From a simple test of

int test(int k) {
    int n = 0;

    if(k == 5) {
        n = k;
    }

    return n;
}

we get this assembly

int test(int):
    xor     eax, eax  ; int n = 0;  Zero out eax, the return register
    cmp     ecx, 5    ; if(k == 5); Compare edi (the register taking in the input) to 5
    cmovne  ecx, eax  ;   k = 0;    If ecx (k) was not equal to 5, zero it out
    mov     eax, ecx  ; n = k;      Set eax (the return value) to ecx (k)
    ret               ; return n;

As we can see this is not moving literal 5 into the n. In fact it's conditionally moving 0 into k, and then moving k into n.

To understand why we need to look at another piece of assembly

xor eax, eax ; Zero out eax, the return register.
cmp ecx, 5   ; Compare ecx ('k') to 5
jne Return   ; If k is not equal to five, jump to return
mov eax, 5   ; Move 5 into the return register
Return:
ret          ; Return

This is the same number of instructions, but the compiler can see some glaring problems. The first is the conditional jump, which can suffer from a branch prediction failure. The next is that while this is the same number of instructions, it takes more bytes to represent those instructions.

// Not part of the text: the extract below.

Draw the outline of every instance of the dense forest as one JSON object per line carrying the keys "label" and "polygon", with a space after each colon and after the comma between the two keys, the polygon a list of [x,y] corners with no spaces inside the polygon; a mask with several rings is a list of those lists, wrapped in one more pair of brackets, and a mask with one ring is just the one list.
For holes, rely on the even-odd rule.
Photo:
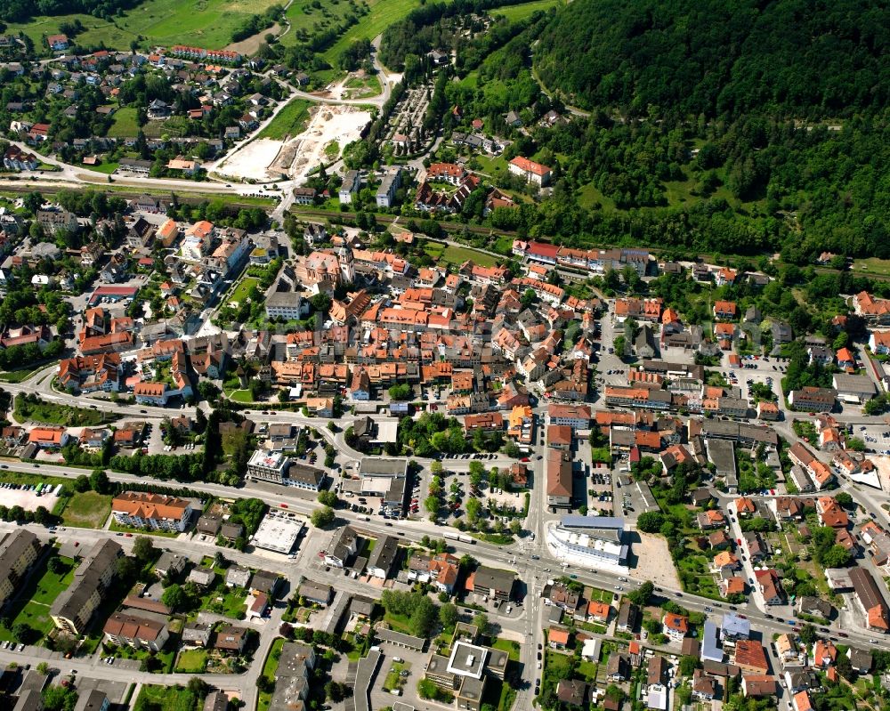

The two differing instructions that MSVC produces are

0f 45 c8     cmovne ecx, eax
89 c8        mov eax, ecx

whereas the jumping version produces

75 05             jne Return
b8 05 00 00 00    mov eax, 5

As we can see MSVC's version requires 2 fewer bytes to represent. The version you describe is bad for the instruction cache. Getting into the details of cache lines, memory loads, instruction decoding, and instruction scheduling would take hours. But it boils down to this: keep data small, use as little of a cache line as possible for a single entry, pack as much other data entries as you can into the cache lines. You might wonder why moving 5 into eax takes so many more bytes to represent, the answer is that it is moving a DWORD (4 byte integer) into the register, and to move a DWORD, you need 4 bytes. Whereas with the moving between registers, there are only a handful of registers accessible in your CPU, and thus they can be represented in a single byte.

There are a lot of other optimizations we can and cannot see here. For instance, zeroing data is not done with a mov, but an xor. This is because xor'ing something against eax is such a common task that it only takes one byte to represent the mnemonic, plus one more byte for the other register. Additionally, this xor'ing practice is so common that it is almost guaranteed that your CPU is decoding it into a very simple move, again going over instruction decoding and scheduling would take hours.

Some other things that were optimized away were pushing a stack frame, and using the stack for mutable storage.

In the end, you shouldn't worry about things like this. There are times where micro-optimization is important, but usually the compiler knows better than you. They've read the C++ spec, they've read the x86 software developers guide, and they work directly with CPU manufactures to improve their compilers.

I highly recommend Matt Godbolt's (the guy who made the compiler explorer that let's me easily view the generated assembly) talk What has my compiler done for me lately if you are interested in learning some of the nuances a compiler considers when optimizing code.